145話
「ヒリアムの呪い。想い合う恋人の感情を捻じ曲げる効果を持つ魔術ですか……状況には合致しますね」
把南が書物を追った。
「リュウに恨みを持つものの仕業でしょうか」
「いや、感情に変化が現れるのは、呪いを受けた張本人ではない。想い合っている、相手方だ」
「では、彼女が呪いを受けたということに」
「それが自然だが……リュウには禍の封印を施している。あれは強い魔力の流出入を封じるものだ。呪いを防ぐはずだ。考えられるのは、あれが呪いの影響ではなく、呪いを防ごうとした反動ということ」
「反動?」
「しかし、そうなると……」
九垓はぶつぶつと呟きながら、別の書物を漁りだした。まだ原因の究明には至らないようだ。九垓は魔術の研究を実利だけでなく趣味として楽しんでいる側面がある。長くなるかもしれない、と思いながら、把南は伺いを立てる。

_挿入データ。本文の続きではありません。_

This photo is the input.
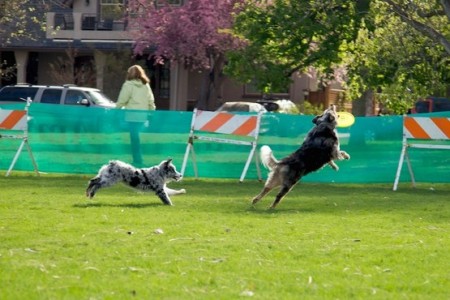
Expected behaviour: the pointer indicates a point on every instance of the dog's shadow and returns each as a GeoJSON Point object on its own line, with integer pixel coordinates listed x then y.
{"type": "Point", "coordinates": [123, 205]}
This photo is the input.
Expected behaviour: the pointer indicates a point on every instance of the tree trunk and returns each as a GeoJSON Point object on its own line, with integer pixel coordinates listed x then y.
{"type": "Point", "coordinates": [211, 87]}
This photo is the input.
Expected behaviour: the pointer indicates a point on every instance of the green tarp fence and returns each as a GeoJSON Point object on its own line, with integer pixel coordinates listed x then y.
{"type": "Point", "coordinates": [78, 140]}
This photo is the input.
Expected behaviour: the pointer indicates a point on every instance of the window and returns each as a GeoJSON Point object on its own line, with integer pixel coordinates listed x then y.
{"type": "Point", "coordinates": [251, 89]}
{"type": "Point", "coordinates": [74, 97]}
{"type": "Point", "coordinates": [51, 96]}
{"type": "Point", "coordinates": [17, 94]}
{"type": "Point", "coordinates": [111, 9]}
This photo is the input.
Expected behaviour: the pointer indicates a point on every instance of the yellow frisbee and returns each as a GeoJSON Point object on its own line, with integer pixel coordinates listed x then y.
{"type": "Point", "coordinates": [345, 119]}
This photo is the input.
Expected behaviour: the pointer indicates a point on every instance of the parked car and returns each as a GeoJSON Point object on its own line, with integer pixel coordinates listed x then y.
{"type": "Point", "coordinates": [55, 94]}
{"type": "Point", "coordinates": [281, 106]}
{"type": "Point", "coordinates": [431, 104]}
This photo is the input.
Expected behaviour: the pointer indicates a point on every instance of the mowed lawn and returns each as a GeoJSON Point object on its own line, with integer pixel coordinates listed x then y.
{"type": "Point", "coordinates": [324, 241]}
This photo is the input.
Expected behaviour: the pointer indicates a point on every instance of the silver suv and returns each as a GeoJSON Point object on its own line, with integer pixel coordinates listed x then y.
{"type": "Point", "coordinates": [55, 94]}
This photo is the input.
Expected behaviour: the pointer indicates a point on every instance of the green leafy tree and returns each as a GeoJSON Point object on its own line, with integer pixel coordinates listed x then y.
{"type": "Point", "coordinates": [394, 59]}
{"type": "Point", "coordinates": [286, 36]}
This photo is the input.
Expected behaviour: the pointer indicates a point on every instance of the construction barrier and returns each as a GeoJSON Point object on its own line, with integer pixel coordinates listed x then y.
{"type": "Point", "coordinates": [12, 121]}
{"type": "Point", "coordinates": [425, 130]}
{"type": "Point", "coordinates": [228, 124]}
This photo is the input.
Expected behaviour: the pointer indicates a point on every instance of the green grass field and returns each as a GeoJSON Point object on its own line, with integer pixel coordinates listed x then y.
{"type": "Point", "coordinates": [324, 241]}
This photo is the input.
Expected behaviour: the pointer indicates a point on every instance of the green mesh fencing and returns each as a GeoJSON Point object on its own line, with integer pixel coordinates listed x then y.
{"type": "Point", "coordinates": [69, 139]}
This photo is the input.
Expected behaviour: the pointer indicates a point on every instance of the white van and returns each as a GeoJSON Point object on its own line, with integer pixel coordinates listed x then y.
{"type": "Point", "coordinates": [55, 94]}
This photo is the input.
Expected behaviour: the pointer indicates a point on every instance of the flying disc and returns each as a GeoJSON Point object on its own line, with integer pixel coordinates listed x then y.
{"type": "Point", "coordinates": [345, 119]}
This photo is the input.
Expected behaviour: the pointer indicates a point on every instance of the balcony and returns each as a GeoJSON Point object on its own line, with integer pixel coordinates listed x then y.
{"type": "Point", "coordinates": [86, 28]}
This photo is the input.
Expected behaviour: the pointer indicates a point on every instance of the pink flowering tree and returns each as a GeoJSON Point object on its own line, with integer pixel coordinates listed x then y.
{"type": "Point", "coordinates": [196, 34]}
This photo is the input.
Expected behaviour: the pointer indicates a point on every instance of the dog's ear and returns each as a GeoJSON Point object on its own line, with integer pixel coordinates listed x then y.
{"type": "Point", "coordinates": [315, 119]}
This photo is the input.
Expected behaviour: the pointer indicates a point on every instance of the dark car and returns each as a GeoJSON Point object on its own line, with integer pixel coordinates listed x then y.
{"type": "Point", "coordinates": [431, 104]}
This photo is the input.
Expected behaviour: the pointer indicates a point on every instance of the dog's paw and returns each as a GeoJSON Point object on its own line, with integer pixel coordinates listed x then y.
{"type": "Point", "coordinates": [345, 155]}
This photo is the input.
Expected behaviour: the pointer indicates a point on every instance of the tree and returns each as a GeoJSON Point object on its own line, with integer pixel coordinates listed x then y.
{"type": "Point", "coordinates": [195, 34]}
{"type": "Point", "coordinates": [286, 36]}
{"type": "Point", "coordinates": [429, 18]}
{"type": "Point", "coordinates": [392, 58]}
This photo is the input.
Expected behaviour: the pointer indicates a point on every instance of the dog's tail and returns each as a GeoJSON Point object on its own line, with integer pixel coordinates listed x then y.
{"type": "Point", "coordinates": [268, 160]}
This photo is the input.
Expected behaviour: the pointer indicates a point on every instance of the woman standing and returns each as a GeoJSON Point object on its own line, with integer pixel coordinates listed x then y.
{"type": "Point", "coordinates": [136, 94]}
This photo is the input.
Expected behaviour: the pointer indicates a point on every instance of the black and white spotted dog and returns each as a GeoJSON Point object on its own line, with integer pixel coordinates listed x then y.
{"type": "Point", "coordinates": [320, 147]}
{"type": "Point", "coordinates": [145, 179]}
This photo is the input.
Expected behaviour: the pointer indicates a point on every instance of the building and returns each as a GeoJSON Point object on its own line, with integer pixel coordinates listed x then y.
{"type": "Point", "coordinates": [89, 42]}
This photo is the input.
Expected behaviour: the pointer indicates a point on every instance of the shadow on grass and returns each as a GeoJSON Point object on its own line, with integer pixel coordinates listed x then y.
{"type": "Point", "coordinates": [123, 205]}
{"type": "Point", "coordinates": [310, 198]}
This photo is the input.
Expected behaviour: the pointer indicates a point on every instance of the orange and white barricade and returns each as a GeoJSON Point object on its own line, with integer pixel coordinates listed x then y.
{"type": "Point", "coordinates": [422, 129]}
{"type": "Point", "coordinates": [228, 124]}
{"type": "Point", "coordinates": [12, 121]}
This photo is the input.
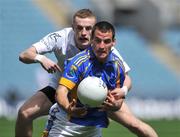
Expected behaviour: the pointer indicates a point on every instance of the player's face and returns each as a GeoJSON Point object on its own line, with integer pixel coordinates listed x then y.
{"type": "Point", "coordinates": [82, 28]}
{"type": "Point", "coordinates": [101, 44]}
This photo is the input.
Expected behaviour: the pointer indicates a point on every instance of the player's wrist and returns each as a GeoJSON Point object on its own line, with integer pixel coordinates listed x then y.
{"type": "Point", "coordinates": [124, 89]}
{"type": "Point", "coordinates": [39, 58]}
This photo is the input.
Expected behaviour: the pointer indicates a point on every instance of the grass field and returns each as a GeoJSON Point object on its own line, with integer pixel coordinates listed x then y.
{"type": "Point", "coordinates": [165, 128]}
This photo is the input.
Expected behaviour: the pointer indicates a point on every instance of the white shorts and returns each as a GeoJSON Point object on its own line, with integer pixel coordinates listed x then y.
{"type": "Point", "coordinates": [54, 80]}
{"type": "Point", "coordinates": [63, 128]}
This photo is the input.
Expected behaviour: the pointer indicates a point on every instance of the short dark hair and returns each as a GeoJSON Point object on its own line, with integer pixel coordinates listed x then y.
{"type": "Point", "coordinates": [83, 13]}
{"type": "Point", "coordinates": [103, 26]}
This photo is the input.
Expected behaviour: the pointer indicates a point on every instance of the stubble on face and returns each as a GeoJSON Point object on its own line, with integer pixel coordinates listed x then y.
{"type": "Point", "coordinates": [82, 28]}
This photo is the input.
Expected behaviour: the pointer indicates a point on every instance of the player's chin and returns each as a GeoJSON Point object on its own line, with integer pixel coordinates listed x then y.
{"type": "Point", "coordinates": [102, 57]}
{"type": "Point", "coordinates": [84, 45]}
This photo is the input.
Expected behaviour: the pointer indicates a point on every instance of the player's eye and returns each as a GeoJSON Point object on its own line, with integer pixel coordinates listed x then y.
{"type": "Point", "coordinates": [97, 40]}
{"type": "Point", "coordinates": [88, 28]}
{"type": "Point", "coordinates": [79, 28]}
{"type": "Point", "coordinates": [107, 41]}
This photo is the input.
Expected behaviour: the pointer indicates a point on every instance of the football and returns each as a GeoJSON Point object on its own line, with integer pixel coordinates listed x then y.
{"type": "Point", "coordinates": [92, 91]}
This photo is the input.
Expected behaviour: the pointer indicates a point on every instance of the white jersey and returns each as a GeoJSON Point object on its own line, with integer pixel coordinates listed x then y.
{"type": "Point", "coordinates": [58, 125]}
{"type": "Point", "coordinates": [63, 45]}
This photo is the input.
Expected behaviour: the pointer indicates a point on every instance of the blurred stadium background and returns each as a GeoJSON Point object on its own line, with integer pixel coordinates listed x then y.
{"type": "Point", "coordinates": [148, 37]}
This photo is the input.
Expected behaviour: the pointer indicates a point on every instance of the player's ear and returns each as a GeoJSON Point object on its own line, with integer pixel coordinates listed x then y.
{"type": "Point", "coordinates": [72, 26]}
{"type": "Point", "coordinates": [114, 42]}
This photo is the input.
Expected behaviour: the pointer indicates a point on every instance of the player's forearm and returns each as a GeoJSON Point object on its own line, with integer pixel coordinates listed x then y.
{"type": "Point", "coordinates": [28, 56]}
{"type": "Point", "coordinates": [127, 82]}
{"type": "Point", "coordinates": [61, 96]}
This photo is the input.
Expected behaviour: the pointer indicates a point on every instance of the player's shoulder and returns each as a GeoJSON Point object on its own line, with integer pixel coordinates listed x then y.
{"type": "Point", "coordinates": [64, 31]}
{"type": "Point", "coordinates": [81, 57]}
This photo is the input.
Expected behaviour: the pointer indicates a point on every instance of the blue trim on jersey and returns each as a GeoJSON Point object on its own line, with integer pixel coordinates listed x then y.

「呪われた張本人が彼女であるならば、呼び出しましょうか」
九垓は一度手を止め、暫し考えたが、すぐに棄却した。
「いや、いいよ」
「……しかし」
「二人には今のまま、距離を置いてもらった方がいい。それに、調べたところで恐らく僕には解けないよ。呪いの殆どは、術者が自発的に呪いを解くか、死して魔力が途絶えることでしか解けない。彼女を調べても、術者にはたどり着けない」
「では、彼女には何も伝えないのですか」
「さて、どうするか」
(リュウがレナを拒絶するなら、こちらには都合が良い。今のところ、それ以外に悪影響もない。問題は、レナの方か)
「ヒコト」
「はい」
呼び声に現れた男は、数日前には任務を終えて、スラジから帰還していた。
「レナの様子は」
「気落ちしてるかと」
「では、お前がお慰めしておけ」
「……はい」
ヒコトは心底嫌そうに返答し、姿を消した。
「それで今度はヒコトと恋に落ちたらどうするんですか?」
「それはそれで、面白そうじゃないか」
笑いながら言う九垓に、杷南は内心呆れた。
夜半。玲奈は一人、枢晶宮前の庭に佇んでいた。
(トキとナシュカに会いたかったけど……)
自習室を除けば二人とも熱心に勉強していて、声をかけるなどできなかった。
「ハァ……」
一人になると、昼間忘れようとしていた、リュウの顔が浮かんだ。恋人になるかと言われた日の顔。祭りの日にキスした時の顔。どれも格好良くて、ときめいて、好きだと感じて、そしてその後に辛くなる。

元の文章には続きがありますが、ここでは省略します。